CICERO: A Dataset for Contextualized Commonsense Inference in Dialogues
CIDER: Commonsense Inference for Dialogue Explanation and Reasoning
Commonsense inference to understand and explain human language is a fundamental research problem in natural language processing. Explaining human conversations poses a great challenge as it requires contextual understanding, planning, inference, and several aspects of reasoning including causal, temporal, and commonsense reasoning. In this work, we introduce CIDER – a manually curated dataset that contains dyadic dialogue explanations in the form of implicit and explicit knowledge triplets inferred using contextual commonsense inference. Extracting such rich explanations from conversations can be conducive to improving several downstream applications. The annotated triplets are categorized by the type of commonsense knowledge present (e.g., causal, conditional, temporal). We set up three different tasks conditioned on the annotated dataset: Dialogue-level Natural Language Inference, Span Extraction, and Multi-choice Span Selection. Baseline results obtained with transformer-based models reveal that the tasks are difficult, paving the way for promising future research.
RECCON: Recognizing Emotion Cause in Conversations
Recognizing the cause behind emotions in text is a fundamental yet under-explored area of research in NLP. Advances in this area hold the potential to improve interpretability and performance in affect-based models. Identifying emotion causes at the utterance level in conversations is particularly challenging due to the intermingling dynamic among the interlocutors. To this end, we introduce the task of recognizing emotion cause in conversations with an accompanying dataset named RECCON. Furthermore, we define different cause types based on the source of the causes and establish strong transformer-based baselines to address two different sub-tasks of RECCON: 1) Causal Span Extraction and 2) Causal Emotion Entailment.
MUStARD: Multimodal Sarcasm Detection Dataset
We release the MUStARD dataset which is a multimodal video corpus for research in automated sarcasm discovery. The dataset is compiled from popular TV shows including Friends, The Golden Girls, The Big Bang Theory, and Sarcasmaholics Anonymous. MUStARD consists of audiovisual utterances annotated with sarcasm labels. Each utterance is accompanied by its context, which provides additional information on the scenario where the utterance occurs.

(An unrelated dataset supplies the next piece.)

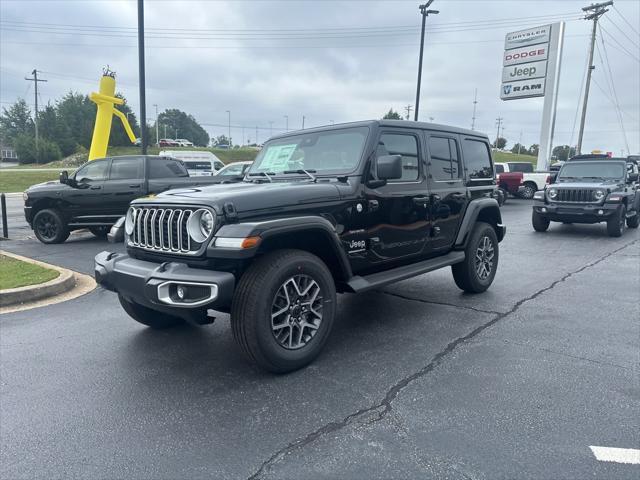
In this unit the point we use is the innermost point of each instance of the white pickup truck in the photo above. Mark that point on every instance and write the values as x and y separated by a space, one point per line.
531 181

MELD: A Multimodal Multi-Party Dataset for Emotion Recognition in Conversations
Multimodal EmotionLines Dataset (MELD) has been created by enhancing and extending the EmotionLines dataset. MELD contains the same dialogue instances available in EmotionLines, but it also encompasses audio and visual modality along with text. MELD has more than 1400 dialogues and 13000 utterances from Friends TV series. Multiple speakers participated in the dialogues. Each utterance in a dialogue has been labeled by any of these seven emotions – Anger, Disgust, Sadness, Joy, Neutral, Surprise and Fear. MELD also has sentiment (positive, negative and neutral) annotation for each utterance.